Influence of hybrid laser and shaped tube electrochemical machining by using retracted electrode

Abstract

The machining stability and electrode feeding rate in the shaped tube electrochemical machining (STEM) process was limited by the formation of central residual. Laser-STEM combined the advantages of STEM and water-guided laser machining to enhance the materials removal rate (MRR) and precision, to some extent. In this study, a retracted hybrid tubular electrode was applied to make the MRR between the different machining regions homoplasy. Simulation results showed that the electric current density distribution homogeneity could be improved with the inner low-refractive layer retracted, and got an increase of 38% with a retracted length deg of 2 mm. W-shaped residual in the central machining area could be removed.

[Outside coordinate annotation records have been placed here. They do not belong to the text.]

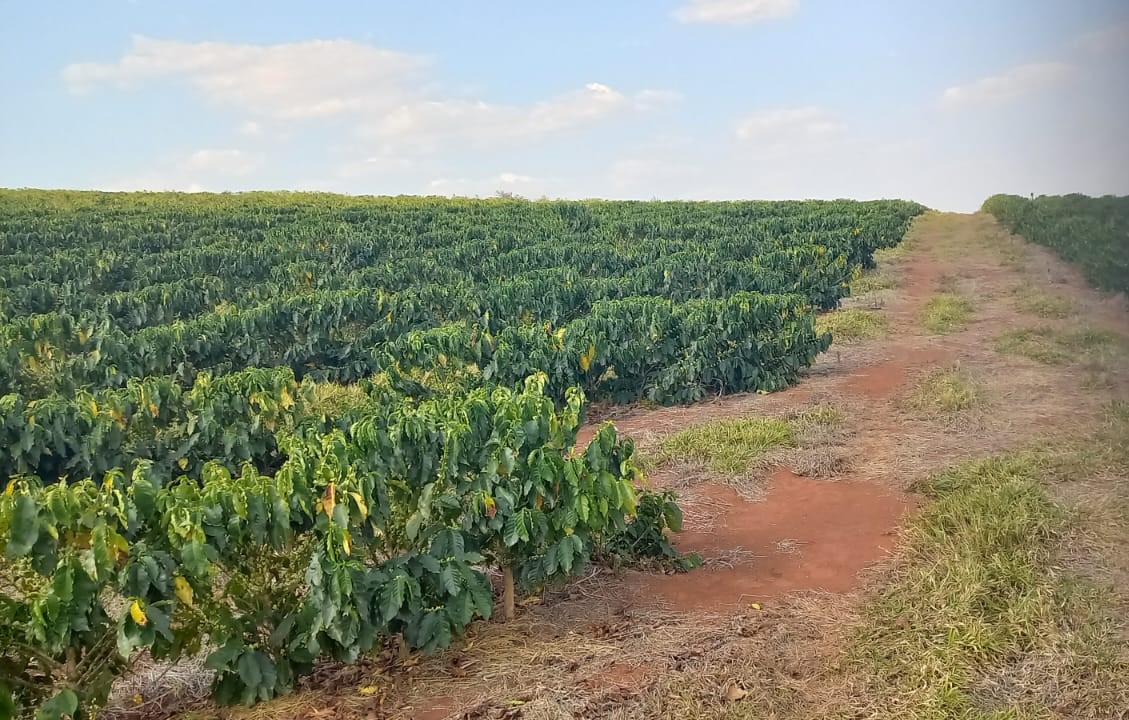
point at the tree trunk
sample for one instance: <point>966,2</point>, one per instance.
<point>401,648</point>
<point>507,594</point>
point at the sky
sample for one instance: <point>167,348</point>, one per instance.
<point>944,103</point>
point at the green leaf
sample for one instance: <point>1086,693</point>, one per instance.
<point>25,527</point>
<point>452,579</point>
<point>412,527</point>
<point>392,596</point>
<point>250,669</point>
<point>565,554</point>
<point>221,658</point>
<point>673,515</point>
<point>64,704</point>
<point>195,559</point>
<point>7,704</point>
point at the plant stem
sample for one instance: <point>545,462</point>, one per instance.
<point>507,593</point>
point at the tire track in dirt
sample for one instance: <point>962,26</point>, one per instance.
<point>804,534</point>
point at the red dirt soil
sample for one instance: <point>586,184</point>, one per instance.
<point>885,379</point>
<point>805,535</point>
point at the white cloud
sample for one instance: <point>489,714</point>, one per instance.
<point>425,124</point>
<point>211,161</point>
<point>378,95</point>
<point>514,178</point>
<point>206,169</point>
<point>1108,40</point>
<point>488,185</point>
<point>290,80</point>
<point>1011,85</point>
<point>734,11</point>
<point>781,125</point>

When the retracted length deg increased from 0 mm to 2 mm, the laser coupling efficiency exceeded 74.5%. Hence, the retracted hybrid tubular electrode could act as both the tool electrode and optical waveguide in the Laser-STEM process. Experiment results confirm the simulation results and showed a significant improvement in machining efficiency and precision by utilizing the retracted hybrid tubular electrode. With the retracted length deg rising from 0 mm to 1.5 mm, the residual height showed a reduction of 72.6% in the STEM process. In the Laser-STEM process, the residual height decreased by 53.8% and 111% with the laser power of 6 W and 10 W, respectively.